日常の生活の中にもちょっとした気づきはあって、このふわっとした気づきから何か書きだせるなと思う瞬間はままあるのだけど、それは本当にふわっとしたものだから、そのとき感じていた感覚は時間と共に静かに消えてしまっているようで、仮に単語レベルでメモを残しておいたとしても後日書きだそうとするともうその時の感覚では表現が綴れないことが多い。その時書いておけば何か残せたかもしれないと思うともう後悔しかないのだが、もうこれは書くことが習慣化できていない自分のせいでしかない。

 

組織で働いていると自分の書いた文章をてにをはから何から稟議の過程でいじられることがあると思うのだけど、自分が結構な時間をかけて繊細な文と文との繋がり、頭から尻尾までの美しい文章の流れ、それを構成する各単語などを考え抜いて紡ぎだした文章がいじられにいじられ逆に劣化した形で最終形としてアウトプットされるのはなかなか耐え難いところがあって、組織人としての宿命だとは思いつつ、自分が生み出したはずの表現をある種傷をつけられた形で世に送り出し、人様の目にさらされなければならないのは、例えるなら自分が時間をかけて色々仕込んだ自慢の弟子を、後に変な流派とかに変な影響を受けて型が少し乱れてしまった後、自分が育て上げましたと言わなければならないシチュエーションみたいなものじゃないかと感じている。

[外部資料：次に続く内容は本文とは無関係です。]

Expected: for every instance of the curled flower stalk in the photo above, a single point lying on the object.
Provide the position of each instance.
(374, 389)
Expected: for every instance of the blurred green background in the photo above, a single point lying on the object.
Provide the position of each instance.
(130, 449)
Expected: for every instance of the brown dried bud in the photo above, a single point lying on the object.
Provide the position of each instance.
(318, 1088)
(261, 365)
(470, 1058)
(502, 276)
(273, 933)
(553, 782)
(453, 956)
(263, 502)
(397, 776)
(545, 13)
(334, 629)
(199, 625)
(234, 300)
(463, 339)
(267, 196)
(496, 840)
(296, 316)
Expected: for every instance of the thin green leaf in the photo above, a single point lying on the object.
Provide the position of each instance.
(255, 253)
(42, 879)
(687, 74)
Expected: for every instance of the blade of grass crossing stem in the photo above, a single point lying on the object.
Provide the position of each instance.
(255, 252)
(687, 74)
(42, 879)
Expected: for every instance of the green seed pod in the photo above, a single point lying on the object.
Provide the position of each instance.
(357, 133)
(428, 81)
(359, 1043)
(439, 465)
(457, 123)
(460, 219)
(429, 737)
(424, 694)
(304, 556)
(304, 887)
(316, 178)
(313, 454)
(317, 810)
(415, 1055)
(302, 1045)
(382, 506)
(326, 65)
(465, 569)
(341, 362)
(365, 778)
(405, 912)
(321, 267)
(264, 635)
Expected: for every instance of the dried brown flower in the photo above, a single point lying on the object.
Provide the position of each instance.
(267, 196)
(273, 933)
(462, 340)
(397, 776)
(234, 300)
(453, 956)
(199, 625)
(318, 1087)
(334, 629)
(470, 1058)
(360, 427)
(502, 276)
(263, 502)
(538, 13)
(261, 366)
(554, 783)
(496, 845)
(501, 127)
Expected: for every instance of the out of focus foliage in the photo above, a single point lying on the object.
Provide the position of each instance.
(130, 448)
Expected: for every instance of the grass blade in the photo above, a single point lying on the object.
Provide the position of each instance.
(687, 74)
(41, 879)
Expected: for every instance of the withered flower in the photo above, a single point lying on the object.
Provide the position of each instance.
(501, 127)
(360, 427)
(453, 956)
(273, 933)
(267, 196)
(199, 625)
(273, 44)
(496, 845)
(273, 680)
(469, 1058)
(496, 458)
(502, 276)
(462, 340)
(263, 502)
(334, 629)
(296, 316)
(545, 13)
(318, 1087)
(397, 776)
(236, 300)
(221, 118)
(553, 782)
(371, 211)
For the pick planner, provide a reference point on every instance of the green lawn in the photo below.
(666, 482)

その点ブログは誰にいじられるわけではないのでその心配はないのがいい。評価も全て自分でかぶるので自分の小ささを感じざるを得ないのも。たぶん不自由であればあるほど生み出せるものというのはあって、制約の中でこそ生み出せる価値はあると思っている。というか完全な自由というのはおそらくどこにもなくて、大小あれどどこか不自由な中それを前提に適切にアウトプットできるのがたぶん社会に価値を生み出せている人なんだろうと。

 

文章もそうだけど事業立案とかにセンスを感じる人・そうでない人はどうしても分かれて、よく選手として優秀な人と監督として優秀な人は違うとスポーツの世界でも言うように、才能やセンスに溢れた人は自分の感覚を人にうまく教えられないことは多いと思う。なんとなくこの人提案の方向性違うんだよなとは気づいてもそれがどうして違うのかがうまく伝えられない。スポーツや芸術に限らずビジネスの世界でもそれはある程度通じると思っていて、センスのない人はセンスのない提案を繰り返すし、しかもそれに自分で気づいていないことが多い。(気づいていないからこそ繰り返す。)

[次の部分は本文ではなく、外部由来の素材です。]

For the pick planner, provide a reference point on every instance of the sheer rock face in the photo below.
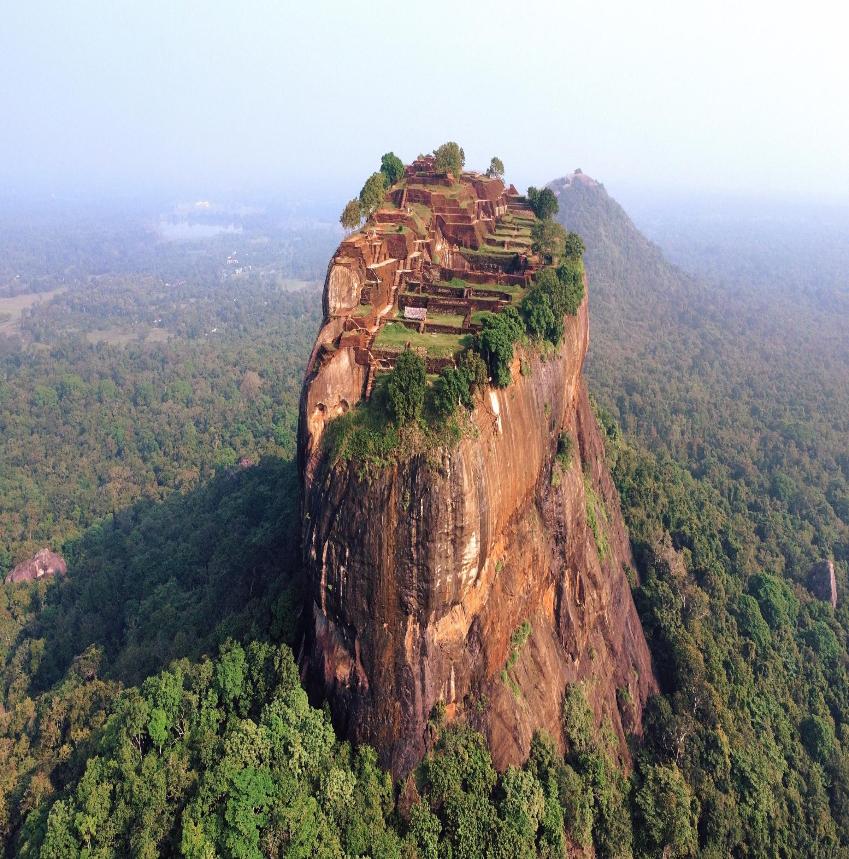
(823, 583)
(421, 574)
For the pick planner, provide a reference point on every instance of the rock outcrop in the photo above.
(482, 580)
(823, 583)
(43, 563)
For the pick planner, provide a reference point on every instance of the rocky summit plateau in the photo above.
(471, 579)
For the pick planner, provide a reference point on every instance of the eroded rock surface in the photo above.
(423, 572)
(43, 563)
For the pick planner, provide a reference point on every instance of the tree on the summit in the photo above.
(406, 388)
(496, 168)
(351, 215)
(373, 193)
(574, 246)
(543, 202)
(392, 167)
(547, 239)
(495, 341)
(450, 158)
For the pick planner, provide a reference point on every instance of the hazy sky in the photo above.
(304, 97)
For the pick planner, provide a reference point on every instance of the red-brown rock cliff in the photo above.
(421, 573)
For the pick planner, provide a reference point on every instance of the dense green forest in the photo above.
(150, 700)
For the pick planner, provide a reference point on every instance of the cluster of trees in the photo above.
(373, 191)
(89, 428)
(733, 480)
(226, 757)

絶対的に先天的なものがモノをいうスポーツや芸術の世界とは違って、ビジネスのセンスは後天的にも磨くことができるとは思うのだが、同時にそれは短期的に磨くことは難しくて長期的に磨いていく必要があると思っている。すなわちセンスのある生活や人付き合いや学びや経験が求められるわけで、そういったものを主体的に、時に有能な師に導かれながら選択していく必要があるわけで、そしてこの選択も同様にセンスであって、有能な師に出会えるのは偶然もあるがその人がそれだと気づき教えを仰げるのもまた主体性でありすなわちセンスであって。

どうしようもないセンスのなさで決められた方針だったり目標に巻き込まれないのは組織人としては結構大事で、つまり泥船かそうでないかをきちんと見極めて生き抜いていかなければならない。働く会社をきちんと選ぶことも然りだが、着いていく上司をきちんと選ぶことも処世術としてとても大事で、それでいてセンスのない上司から波風たてずフェイドアウトしていく技術も大事で、今自分はそれをとても求めている。センスのない人は自分がそうであるとは思っていないわけなので、言ってみればプロ野球選手になれると思っている子供に才能ないよとほのめかすのは結構な確率で後腐れがあるわけで、自分の意見を空気読まず言いがちな自分には習得の難易度が高い世渡りスキルなのである。

 

「あなたの判断でいいよ」と言う、言われることはままあると思うのだが、この時実際は純粋に自分で100%判断してよい、できるわけではないことが多い。「あなたの判断」でいいよと言った人との関係性がたぶん一番判断を左右してしまう要素で、それが自分の格上の上司だったら?力ではかなわない男性だったら?相手の意向をある程度汲んだ判断をしてしまうのではないか。

先日、AかBかという二択を求める場面で、ある新人(女性)にとってBという選択肢が望ましいのに、同僚(男性)があからさまにAという選択肢を一度提案した上で新人にAかBかの判断を求めるという場面を見てしまった。Aを提案した同僚にとっては新人がBよりAを選ぶ方が都合がよかった。自分はその前にBの選択肢をチームで共有する形で新人に提示していたが、本人の判断という形に持っていかれてしまうと上下関係のほぼない即席のチームだったのでそれを押し通すこともできず、そして結局新人はAを選んだ。